The world benefits from people who are prepared to challenge systems and structures that don’t make sense and are unhelpful. But you wouldn’t necessarily enjoy the company of such challenging and provocative personas. Yellow men are similar to Red men in this sense. They are prepared to challenge anything and anyone, and polite mannerisms aren’t going to do this for them. They will confront others with wit, cynicism and vigorous debate. And even when they are not in the middle of the next intellectual debate, their communication manner doesn’t change much. This will quickly make a conversation with a Yellow man deeply uncomfortable for you.
Although Yellow personas may seem to not be aware of what reactions they are getting to their brash statements, don’t be fooled into thinking that this is the case.
They just happen to not care what people think. Your tactful thoughtful character will be appalled by such lack of consideration. You don’t see yourself next to a man who goes about in his life by walking over other people’s feelings and values. On the other hand, a Yellow man is looking for someone who is on his wavelength and would quickly discount your gentle persona as not a good match.
If you overlook those discrepancies in your personalities and remain mesmerised by this guy’s charm and glamorous lifestyle, things are not very likely to get any better. Because this guy’s life moves at a speed of light, there is little time left to develop what you consider a deep emotional connection, there is no space for long meaningful chats or time for enjoying simple things life has to offer. He, in turn, might feel that you’re missing out on the bigger picture by concentrating too much on detail.
He has the same carefree attitude to time-keeping. He will be habitually late and won’t even be apologetic about it. In his eyes, it is always an important cause that delayed him. You will find this behaviour not only annoying but also highly disrespectful
His delightfully impulsive ways might invariably spill over and affect his finances, something that you would find very unsettling if your own financial stability was wrapped up with his. Ironically, Yellows tend to make a lot of money because of their drive, persuasiveness and unbendable optimism. But they spend it just as quickly. This is of no concern to them as they know they can make it again, but for you, such instability can be very stressful, especially if there are children involved.

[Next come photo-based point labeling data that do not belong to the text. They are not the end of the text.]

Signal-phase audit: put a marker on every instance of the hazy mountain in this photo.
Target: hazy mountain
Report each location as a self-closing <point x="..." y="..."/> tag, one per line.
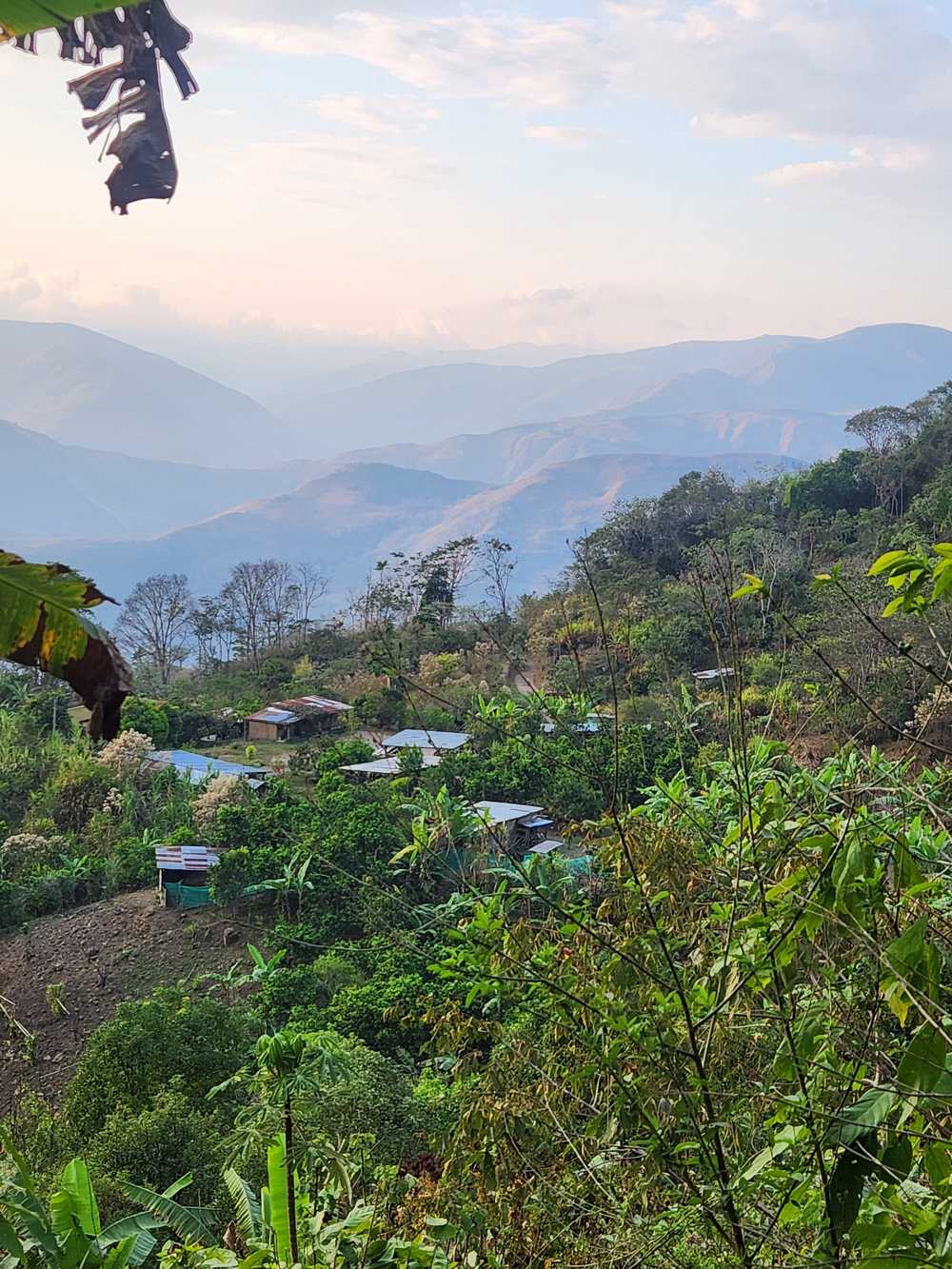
<point x="349" y="519"/>
<point x="513" y="452"/>
<point x="838" y="376"/>
<point x="86" y="388"/>
<point x="49" y="490"/>
<point x="343" y="522"/>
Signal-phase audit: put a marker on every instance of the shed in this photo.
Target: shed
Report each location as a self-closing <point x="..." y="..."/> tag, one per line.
<point x="429" y="742"/>
<point x="296" y="720"/>
<point x="516" y="826"/>
<point x="200" y="766"/>
<point x="723" y="671"/>
<point x="183" y="875"/>
<point x="385" y="765"/>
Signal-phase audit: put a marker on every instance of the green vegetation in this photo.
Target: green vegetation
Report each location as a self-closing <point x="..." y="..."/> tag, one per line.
<point x="714" y="1029"/>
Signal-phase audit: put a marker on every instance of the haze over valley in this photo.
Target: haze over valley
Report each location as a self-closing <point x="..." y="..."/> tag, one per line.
<point x="131" y="464"/>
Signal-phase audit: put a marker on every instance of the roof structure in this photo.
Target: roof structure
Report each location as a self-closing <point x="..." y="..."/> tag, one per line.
<point x="299" y="708"/>
<point x="185" y="858"/>
<point x="545" y="848"/>
<point x="200" y="766"/>
<point x="444" y="740"/>
<point x="387" y="765"/>
<point x="506" y="812"/>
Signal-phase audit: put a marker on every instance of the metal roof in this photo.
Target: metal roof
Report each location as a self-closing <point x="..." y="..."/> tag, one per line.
<point x="198" y="766"/>
<point x="446" y="740"/>
<point x="185" y="858"/>
<point x="545" y="848"/>
<point x="387" y="765"/>
<point x="270" y="713"/>
<point x="505" y="812"/>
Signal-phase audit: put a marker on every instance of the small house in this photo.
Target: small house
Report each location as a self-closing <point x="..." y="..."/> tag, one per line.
<point x="433" y="744"/>
<point x="200" y="766"/>
<point x="183" y="875"/>
<point x="300" y="719"/>
<point x="513" y="826"/>
<point x="384" y="766"/>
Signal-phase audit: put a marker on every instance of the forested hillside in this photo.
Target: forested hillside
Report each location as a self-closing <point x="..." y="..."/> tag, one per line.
<point x="636" y="951"/>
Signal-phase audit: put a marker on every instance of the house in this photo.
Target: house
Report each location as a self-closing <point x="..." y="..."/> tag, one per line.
<point x="513" y="826"/>
<point x="296" y="720"/>
<point x="432" y="743"/>
<point x="183" y="875"/>
<point x="200" y="766"/>
<point x="385" y="766"/>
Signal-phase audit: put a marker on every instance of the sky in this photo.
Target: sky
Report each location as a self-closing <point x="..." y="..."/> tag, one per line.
<point x="598" y="174"/>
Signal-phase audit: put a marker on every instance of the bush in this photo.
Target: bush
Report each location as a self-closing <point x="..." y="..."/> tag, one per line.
<point x="129" y="1061"/>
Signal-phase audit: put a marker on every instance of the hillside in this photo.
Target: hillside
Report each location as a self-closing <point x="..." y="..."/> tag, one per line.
<point x="837" y="376"/>
<point x="49" y="490"/>
<point x="86" y="388"/>
<point x="348" y="519"/>
<point x="343" y="523"/>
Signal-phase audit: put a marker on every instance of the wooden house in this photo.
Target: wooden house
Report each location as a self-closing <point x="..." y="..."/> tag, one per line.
<point x="300" y="719"/>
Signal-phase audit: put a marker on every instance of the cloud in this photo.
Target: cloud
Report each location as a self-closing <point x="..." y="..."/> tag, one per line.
<point x="559" y="134"/>
<point x="860" y="160"/>
<point x="388" y="114"/>
<point x="337" y="170"/>
<point x="508" y="57"/>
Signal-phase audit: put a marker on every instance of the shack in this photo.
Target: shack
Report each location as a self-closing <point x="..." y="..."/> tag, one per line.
<point x="198" y="766"/>
<point x="432" y="743"/>
<point x="183" y="876"/>
<point x="384" y="766"/>
<point x="296" y="720"/>
<point x="514" y="827"/>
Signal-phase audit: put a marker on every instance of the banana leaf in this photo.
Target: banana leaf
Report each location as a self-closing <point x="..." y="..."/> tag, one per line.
<point x="25" y="16"/>
<point x="44" y="625"/>
<point x="145" y="35"/>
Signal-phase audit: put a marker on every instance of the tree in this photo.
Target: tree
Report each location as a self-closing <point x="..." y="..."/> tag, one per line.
<point x="45" y="625"/>
<point x="310" y="585"/>
<point x="156" y="622"/>
<point x="498" y="567"/>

A Yellow guy will find a lot of your character traits to be off the mark of what he’s looking for. You value structure and organisation in your world, this is how you achieve things in life and make things happen. Such a way of life couldn’t be further from what he’s looking for. He is never going to slow down and any attempts to micro-manage him, especially in the early stages of a relationship, will bring down the curtains of this partnership for him. To-do lists and set ways of having things done is not something he will voluntarily allow into his life.
This union is very unlikely to happen in the first place as you will quickly discover that a Yellow guy doesn’t have the substance you are looking for in a partner, and his short attention span will make him quickly leave you behind as he dashes off to embark on his next adventure. If for some wonderful reason you end up dating this guy, be prepared to have your principles and values bent beyond your wildest dreams, and in most scenarios, not in a positive way.